Contact Peel Archery Club. They usually have great indoor leagues.


----------



## oktalotl (May 21, 2012)

Up to 70m.


----------



## Stash (Jun 1, 2002)

Caledon http://www.archersofcaledon.org/
York County http://www.yorkcountybowmen.com/
OCCS http://www.classicalsport.com/
Peel http://www.peelarchery.ca/

I think that's about it for indoor facilities in the GTA.


----------



## ontario3-d'r (Feb 17, 2012)

Generally, indoor clubs tend to run tournaments the same weekend from year to year. Check the January and February tournaments in the 2015 OAA tournament guide. The tournaments listed there will be reasonably accurate to give you an idea of the potential tournaments to come.
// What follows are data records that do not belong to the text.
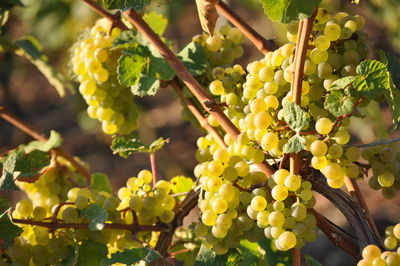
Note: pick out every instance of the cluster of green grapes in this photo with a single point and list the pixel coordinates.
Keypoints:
(95, 64)
(239, 203)
(223, 47)
(336, 47)
(392, 239)
(372, 255)
(384, 161)
(51, 199)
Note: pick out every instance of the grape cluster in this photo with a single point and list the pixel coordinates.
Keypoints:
(337, 47)
(223, 47)
(239, 203)
(53, 199)
(372, 255)
(392, 239)
(384, 161)
(95, 64)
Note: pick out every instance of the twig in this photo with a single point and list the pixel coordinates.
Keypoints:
(203, 121)
(259, 41)
(36, 135)
(153, 167)
(57, 225)
(337, 235)
(355, 193)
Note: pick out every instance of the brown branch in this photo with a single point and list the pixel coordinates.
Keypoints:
(114, 19)
(337, 235)
(36, 135)
(203, 121)
(57, 225)
(356, 194)
(259, 41)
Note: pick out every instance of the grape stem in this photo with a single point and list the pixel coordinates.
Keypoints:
(263, 45)
(153, 167)
(56, 225)
(60, 151)
(203, 121)
(355, 193)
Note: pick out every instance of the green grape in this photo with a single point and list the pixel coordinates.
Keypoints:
(318, 148)
(386, 179)
(69, 215)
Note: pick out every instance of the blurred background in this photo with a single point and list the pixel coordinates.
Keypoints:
(27, 94)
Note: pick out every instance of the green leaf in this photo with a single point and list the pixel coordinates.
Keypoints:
(131, 64)
(393, 98)
(338, 104)
(208, 257)
(138, 5)
(30, 48)
(181, 184)
(125, 40)
(342, 83)
(373, 79)
(100, 182)
(96, 216)
(286, 11)
(131, 256)
(4, 206)
(8, 231)
(295, 144)
(125, 146)
(295, 117)
(194, 58)
(7, 177)
(250, 252)
(54, 141)
(157, 22)
(91, 253)
(310, 261)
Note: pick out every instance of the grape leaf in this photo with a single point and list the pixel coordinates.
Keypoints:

Clubs have not handed in their tournament dates yet for the 2016 season, so that is why the list only goes to December.


----------



## CLASSICHUNTER (May 20, 2005)

are you talking 3-d or target??


----------



## EVILution (May 4, 2015)

I'm interested in this as well. I live within walking distance of Peel archery and plan on joining the club but I was wandering what kind of tournaments or leagues are in the area.


----------



## TRDJer (May 14, 2012)

At Peel we are planning on having a small 3D league over the winter, and there are plans for an 18m league that is still to be organized.


----------



## bigbadwoolfe (Jan 1, 2013)

Thanks for the replies. 

Primarily I'd be interested in target, but I'd try some 3D as well. 

If Peel ever gets an 18m league, I'd be all over that for sure.


----------